かばのにおい

「彼女」について綴るための場所。非常に私的な内容となりますのでご了承ください。

忙殺

 今日は仕事が忙しかった。いつもの二倍かそれ以上の忙しさだった。

 そんな中、彼女は僕よりも長くたくさん働いて頑張っていた。

 僕が職場についた頃に彼女はもう疲労困憊だった。いっしょに働いている間は何かしらフォローをしたり、気分転換をしたりしてお互いを助け合えるけど、どちらか一方が働いているっていう状況だと助けてあげられないからつらい。

 彼女にとっての後半戦は一緒に働けるので、とにかく僕は頑張って働いて彼女に負担がなるべくかからないようにしようと思った。

 忙しくて懸命に働いて、へとへとになりながら頑張っていたら、終盤やっと余裕ができてちょっとだけゆっくりできた。

 頑張った反動で僕も彼女もかなりぐったりしてだらだらした。きっと僕は彼女の半分くらいしか疲れてないんだけどね。こんなで疲れたなんて言ってちゃいけない。

 余裕ができて、彼女と一緒にゆっくりと作業している時間がとっても楽しかった。疲れた心が癒やされる。

 今日の帰りにひょんなことから上司(女性)の妹さんの写真を見せてもらうことになった。それを見た彼女と僕の感想が、妹さんも可愛いけどお姉さん、つまり上司のほうが可愛い!というものだった。上司も素直に喜んでくれて盛り上がった。その話が終わりかけた時に、彼女がつぶやくように「お姉ちゃん可愛い…」って言った。次の瞬間彼女は、はっ!ってなって今思わず口に出ちゃいました!って言って取り繕っていたんだけど、本気で慌てているのが僕にはよく伝わってきた。口にだすつもりはなくて、彼女の頭のなかで妹さんも可愛いけどお姉ちゃんが可愛いやーって再確認していた過程で思わず言ってしまったんだと思う。普段わりと冷静な彼女が、しまったーって顔しながら慌てている姿はなかなか見られないので、今日は良いものがみれた。たぶん他にいた人たちは上司を含め、そこまで彼女が慌てているとは思ってなかっただろう。

 彼女はその後、狙った発言というか媚びた感じになってなかった?ってすごく心配していた。確かに、彼女としては勝手に出てしまったような言葉が計算されて発言したと思われていたらかなり嫌だろう。上司を持ち上げようとして敢えて言ったと思われても嫌だろう。

 あの場にいたみんな、彼女が独り言のような感覚で発言してしまったことは理解していたと思うので、大丈夫だろう。

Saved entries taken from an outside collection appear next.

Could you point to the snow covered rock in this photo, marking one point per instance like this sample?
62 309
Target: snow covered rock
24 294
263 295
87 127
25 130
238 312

 僕は慌てた彼女が可愛かったのと、思わず口に出ちゃった彼女が可愛かったのとで非常に得をした気分になった。やっちまったーって顔した彼女が見れてよかった。

 たぶんきっとすごく疲れてたんだろうね。

 忙しい日だったけど、彼女と一緒にがんばれてよかった。彼女にはゆっくり休んでもらいたい。